Indonesia’s central bank, whose main goal is to maintain financial stability, will likely be watching for definitive signs that the Federal Reserve is cutting interest rates and that local food costs are stabilizing. BI’s neighbors also fear being blinded by inflation and capital flight shocks. The Philippines and Australia maintained their hawkish stance despite rate pauses this month, keeping an eye out for potential source disruptions that could increase inflation.

Here are the things to watch out for on Thursday:

Rupee outlook

The rupiah has rebounded from its sharp drop in October that prompted BI’s surprise 25-basis point hike, but it may not be out of the woods yet. The currency has hovered around 15,500 against the dollar this month, lagging behind gains seen in peers including the Thai baht and the Malaysian ringgit.

The drop in exports kept Indonesia’s existing account in deficit. There is also a “substantial gap” between market expectations and the Federal Reserve’s fundamental signal, which may simply fuel more volatility, said David Sumual, Central Asia economist at PT Bank.

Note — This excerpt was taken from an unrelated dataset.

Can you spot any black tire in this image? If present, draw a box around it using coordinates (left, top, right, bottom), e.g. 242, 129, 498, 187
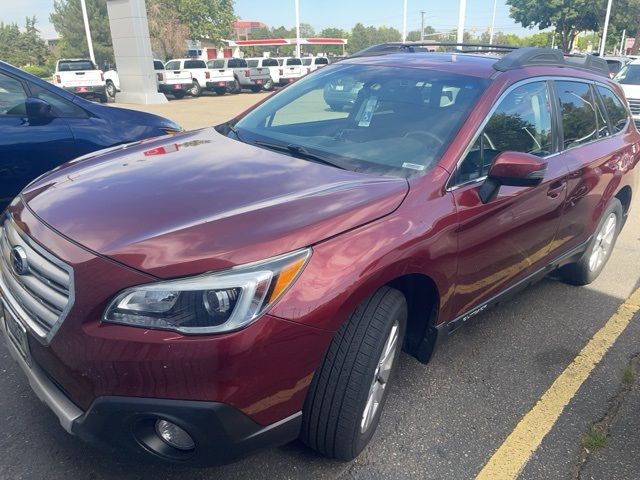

The small US-Indonesia spread could still spur investors to park their funds in dollars, said PT Bank Mandiri Chairman Chatib Basri, a former finance minister.

The Return of Inflation

Central bank Governor Perry Warjiyo sounded the alarm on rising food prices in the November policy meeting, foregoing the usual statement that the central bank was “confident” inflation would stay within its target band of 2%-4% in 2023 and 1.5%-3.5% the next year.

El Niño-induced drought and supply chain disruptions have caused the costs of commodities such as rice, chili and sugar to skyrocket. Headline inflation accelerated to a three-month high of 2. 86% in November, still on target but above forecasts. Volatile food inflation rose much faster, to 7. 59%.

Attacks on a key maritime address in the Middle East can also push up global oil prices. Investors will be keeping a close eye on whether the Bank of Indonesia raises its inflation forecast for 2024 again, following an upward revision in November from 2. 8% to 3. 2%.

Navigating the Pivot

Unlike the “preemptive, forward-looking, and early” mantra that guided the BI’s tightening cycle, its easing will most likely be done at a slower pace and encouraged by the Federal Reserve’s pivot, according to Brian Tan, an economist at Barclays Bank Plc.

There are also several fronts to relax, given the other equipment BI has used in the past year. In addition to rate hikes on 250 core issues since mid-2022, the central bank also raised the reserve requirement ratio and generated deposits for export dollars. , as well as rupees and foreign currency securities to absorb liquidity, with yields above interest rates.

This provides some relief to Southeast Asia’s largest economy, which is experiencing a slowdown in income and gross domestic product growth. Bank Indonesia expects GDP to grow by 5. 01% in 2023 and 5% in 2024.

The policy rate is set to end next year at 5.25%, according to the median forecast by 21 analysts. While nine of them expect the first cut to happen in the third quarter, eight see an easing in the April-June period, and two each see that scenario playing out as early as the first quarter or as late as the last.

–With those of Tomoko Sato and Matthew Burgess.